U.S. architecture firms have experienced a near complete recovery from the Great Recession, which has allowed firm leaders to reinvest profits back into their businesses. These findings, along with an in depth look at topics such as firm billings, staffing, and international work, are covered in the “The Business of Architecture: 2016 Firm Survey Report”.  The report offers metrics that provide insights into how architecture firms are operating and is available for purchase here.

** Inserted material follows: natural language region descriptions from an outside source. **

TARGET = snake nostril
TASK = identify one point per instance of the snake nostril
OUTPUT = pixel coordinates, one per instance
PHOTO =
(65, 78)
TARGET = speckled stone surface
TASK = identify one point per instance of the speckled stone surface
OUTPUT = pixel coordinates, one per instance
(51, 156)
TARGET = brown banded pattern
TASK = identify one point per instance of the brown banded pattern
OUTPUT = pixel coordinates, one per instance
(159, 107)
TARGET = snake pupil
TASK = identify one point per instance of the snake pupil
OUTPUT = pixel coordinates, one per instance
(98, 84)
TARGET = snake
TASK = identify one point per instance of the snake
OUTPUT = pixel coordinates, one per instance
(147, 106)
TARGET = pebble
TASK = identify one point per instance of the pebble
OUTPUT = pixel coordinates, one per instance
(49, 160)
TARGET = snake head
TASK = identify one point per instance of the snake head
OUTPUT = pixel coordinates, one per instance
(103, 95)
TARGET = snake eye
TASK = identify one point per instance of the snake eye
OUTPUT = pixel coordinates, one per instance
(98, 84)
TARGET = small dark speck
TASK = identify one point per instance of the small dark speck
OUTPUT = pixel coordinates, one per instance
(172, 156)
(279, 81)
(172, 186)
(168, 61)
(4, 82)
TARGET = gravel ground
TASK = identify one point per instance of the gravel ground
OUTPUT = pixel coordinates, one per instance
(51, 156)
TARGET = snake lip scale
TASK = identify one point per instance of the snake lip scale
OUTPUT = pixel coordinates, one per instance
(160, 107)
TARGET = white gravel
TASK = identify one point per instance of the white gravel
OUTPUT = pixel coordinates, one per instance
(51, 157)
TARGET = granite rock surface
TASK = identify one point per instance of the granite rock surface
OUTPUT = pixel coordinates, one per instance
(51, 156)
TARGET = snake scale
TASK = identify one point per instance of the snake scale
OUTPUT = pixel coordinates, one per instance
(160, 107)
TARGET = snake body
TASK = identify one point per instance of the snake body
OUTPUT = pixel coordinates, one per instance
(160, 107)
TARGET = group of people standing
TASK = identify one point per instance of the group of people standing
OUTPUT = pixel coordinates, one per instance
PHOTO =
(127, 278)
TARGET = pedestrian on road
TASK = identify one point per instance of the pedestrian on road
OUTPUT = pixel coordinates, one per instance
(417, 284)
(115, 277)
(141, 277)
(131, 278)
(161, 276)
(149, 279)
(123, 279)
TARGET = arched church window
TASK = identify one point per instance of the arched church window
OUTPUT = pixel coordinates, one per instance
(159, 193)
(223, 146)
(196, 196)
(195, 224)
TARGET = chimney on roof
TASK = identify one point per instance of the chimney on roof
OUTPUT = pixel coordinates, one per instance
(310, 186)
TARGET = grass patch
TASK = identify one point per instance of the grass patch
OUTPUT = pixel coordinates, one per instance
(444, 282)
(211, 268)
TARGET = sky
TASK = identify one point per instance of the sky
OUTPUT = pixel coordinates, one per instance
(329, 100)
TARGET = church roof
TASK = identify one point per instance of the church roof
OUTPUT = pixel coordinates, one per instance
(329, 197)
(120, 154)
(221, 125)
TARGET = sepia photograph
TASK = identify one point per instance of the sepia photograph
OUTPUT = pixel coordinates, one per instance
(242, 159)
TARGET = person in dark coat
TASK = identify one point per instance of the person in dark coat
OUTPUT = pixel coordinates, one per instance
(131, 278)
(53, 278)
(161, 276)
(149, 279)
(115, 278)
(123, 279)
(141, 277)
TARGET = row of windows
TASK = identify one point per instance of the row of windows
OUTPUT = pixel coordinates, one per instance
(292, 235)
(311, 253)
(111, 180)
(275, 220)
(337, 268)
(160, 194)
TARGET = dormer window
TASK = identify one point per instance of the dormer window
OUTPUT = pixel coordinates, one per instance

“More than at any point in recent memory, there has been rise in the amount of renovation projects that architects have led compared to new construction activity over the past decade plus,” said AIA chief economist, Kermit Baker, Hon. AIA, PhD.  “A lot this has to do with green building incentives towards renovations, improved construction methods and products that increase the longevity of buildings, and a slower growing population that reduces the need for new construction.”

Key highlights:

  • Net billings at architecture firms were $28.5 billion at the peak of the market in 2008 and had nearly recovered to $28.4 billion by 2015.
  • Percentage of firms reporting a financial loss declined sharply in recent years from more than 20 percent in 2011 to fewer than 10 percent by 2015.
  • Growing profitability has allowed firms to increase their marketing activities and expand into new geographical areas and building types to diversify their design portfolios.
  • Renovations made up a large portion of design work with 45 percent of building design billings coming from work on existing facilities, including 30 percent from additions to buildings, and the remaining from historic preservation projects.
  • Billings in the residential sector topped $7 billion, more than 30 percent over 2013 levels.
  • Modest gains in diversity of profession with women now comprising 31 percent of architecture staff (up from 28 percent in 2013) and minorities making up 21 percent of staff (up from 20 percent in 2013).
  • Use of Building Information Modeling (BIM) software has become standard at larger firms with 96 percent of firms with 50 or more employees report using it for billable work (compared to 72 percent of mid-sized firms and 28 percent of small firms).
  • Newer technologies including 3D printing and 4D/5D modeling are reported being used at only 11 percent and 8 percent of firms respectively.
  • Energy modeling currently has a low adoption rate with 13 percent of firms using it for billable work, although this share jumps to 59 percent for large firms.

“From a practice standpoint, digital modeling is firmly entrenched in the early phase of design work and expanding into subsequent phases, with the potential for more involvement for architects through the construction and facility management processes,” said AIA senior director of research, Michele Russo. “In the coming years we expect firms will be adding technological dimensions to their design work through more utilization of cloud computing, 3D printing and the use of virtual reality software. This should help further efficiencies, minimize waste and project delivery delays, and lead to increased bottom line outcomes for their clients.”